Wheat, Dairy, Egg Free = Gluten Free & Vegan = YAY!



  • 2 cups uncooked Quinoa – which ever kind you prefer
  • 1 cup Vegetable broth
  • 1/2 Yellow Capsicum
  • 1/2 Orange Capsicum
  • 2 handfuls Spinach
  • 1/2 Red Onion
  • 1/2 Cup Cranberries
  • 1 Cucumber – medium or large


  • 4 tbsp Red Wine Vinegar
  • 2 tsp Dijon Mustard
  • Pinch of Salt
  • Pepper – as much as you’d like


  1. In pot combine 2 cups quinoa, 3 cups water, 1 cup vegetable broth.
  2. Bring to a boil, stir, replace lid, and simmer for 12-15 minutes (depending on your stove)
  3. Dice up both capsicums, cucumber, and red onion, place in large bowl and put the spinach on top.
  4. Once the quinoa is cooked, fluff with a fork and pour on top of the spinach and other vegetables.

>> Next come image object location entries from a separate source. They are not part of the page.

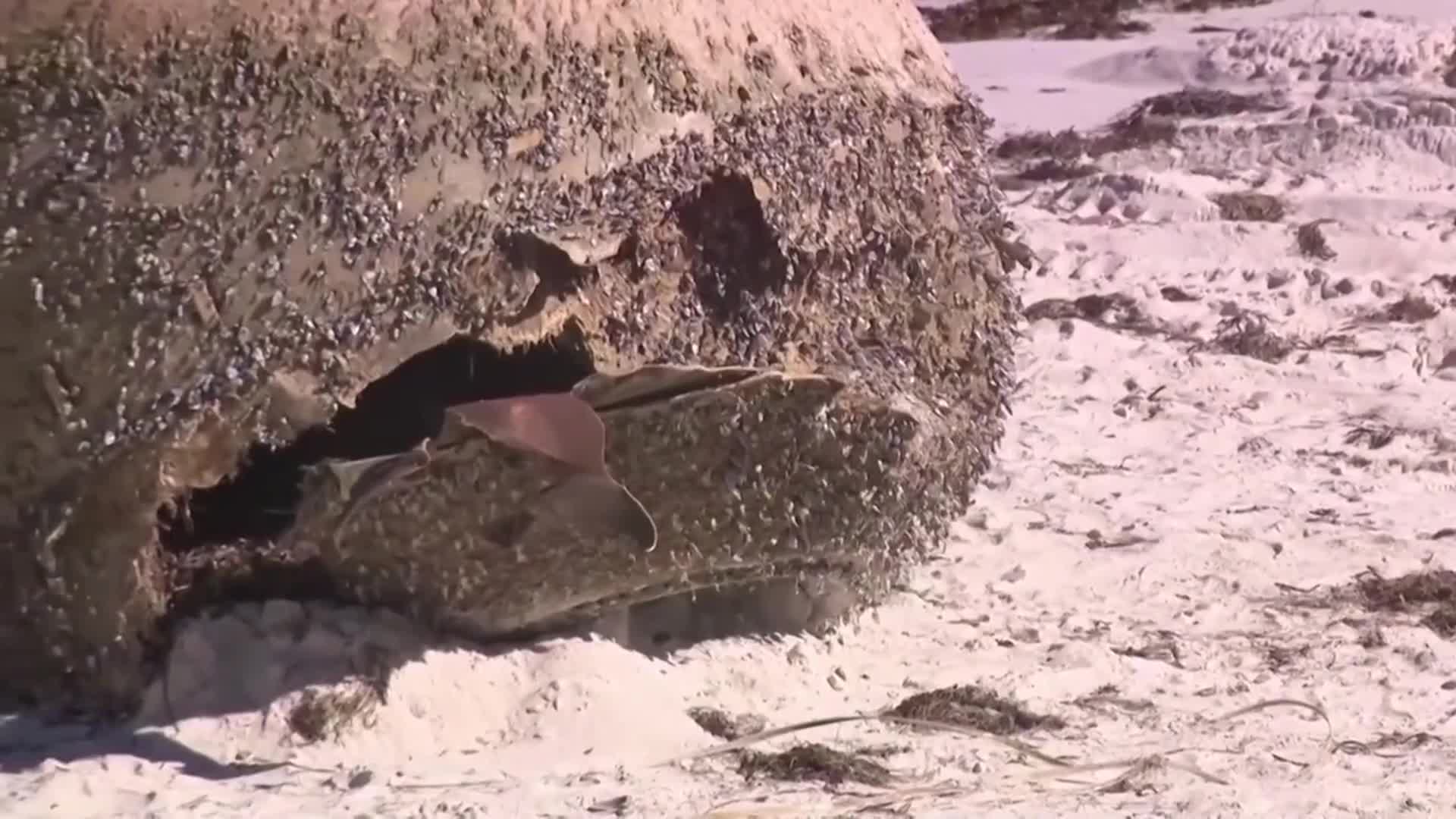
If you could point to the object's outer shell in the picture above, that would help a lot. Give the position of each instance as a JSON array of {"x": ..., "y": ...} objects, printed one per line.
[
  {"x": 218, "y": 221},
  {"x": 769, "y": 477}
]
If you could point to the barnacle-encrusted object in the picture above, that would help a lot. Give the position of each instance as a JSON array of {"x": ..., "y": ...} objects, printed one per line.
[{"x": 764, "y": 231}]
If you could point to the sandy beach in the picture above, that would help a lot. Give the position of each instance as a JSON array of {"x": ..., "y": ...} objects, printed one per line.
[{"x": 1234, "y": 435}]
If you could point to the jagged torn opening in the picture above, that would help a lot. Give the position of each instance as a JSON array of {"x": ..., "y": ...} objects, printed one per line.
[{"x": 220, "y": 538}]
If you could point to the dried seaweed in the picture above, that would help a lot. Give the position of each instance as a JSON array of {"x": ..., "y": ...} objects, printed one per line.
[
  {"x": 1310, "y": 241},
  {"x": 973, "y": 707},
  {"x": 1150, "y": 123},
  {"x": 1408, "y": 308},
  {"x": 1060, "y": 19},
  {"x": 1250, "y": 206},
  {"x": 724, "y": 725},
  {"x": 322, "y": 714},
  {"x": 1401, "y": 594},
  {"x": 1248, "y": 334},
  {"x": 813, "y": 761}
]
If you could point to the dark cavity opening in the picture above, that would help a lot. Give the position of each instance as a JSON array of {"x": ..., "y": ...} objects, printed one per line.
[{"x": 392, "y": 414}]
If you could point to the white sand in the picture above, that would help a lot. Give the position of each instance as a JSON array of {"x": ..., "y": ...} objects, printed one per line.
[{"x": 1216, "y": 479}]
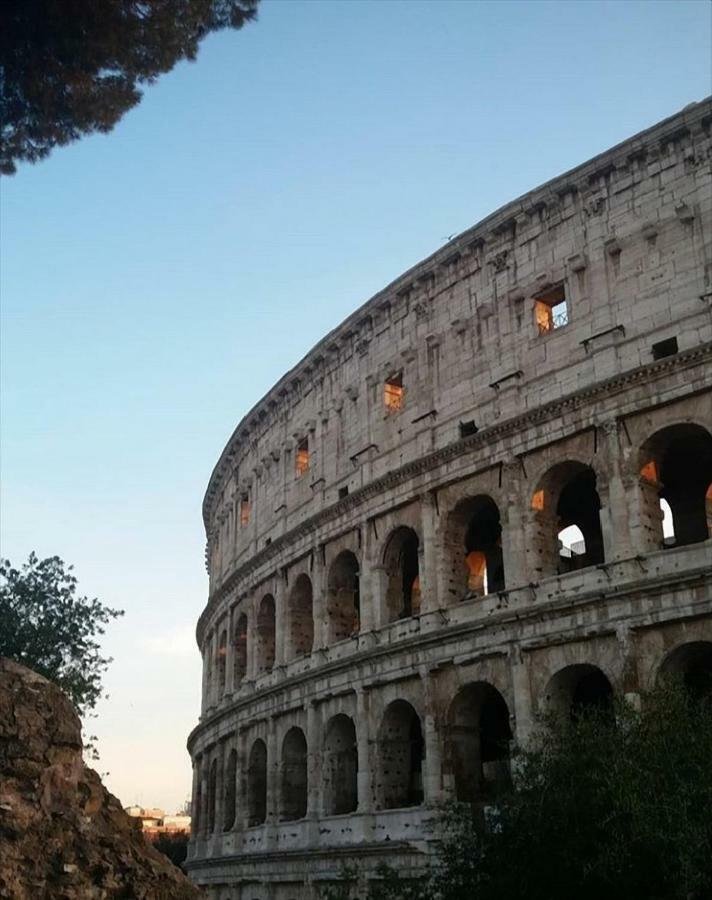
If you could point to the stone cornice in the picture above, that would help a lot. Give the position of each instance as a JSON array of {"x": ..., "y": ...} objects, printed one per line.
[
  {"x": 484, "y": 437},
  {"x": 482, "y": 243}
]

Let sit until cool.
  5. Whisk all dressing ingredients together in a separate bowl and pour on top of cooled quinoa.
  6. Add cranberries and mix
  7. Lasts 2-3 days in the fridge


*Adjust the levels of vinegar and mustard to suit taste

*Easily adjust the amount of each vegetable and the vegetable to quinoa ratio depending on your preferences – this salad is super flexible!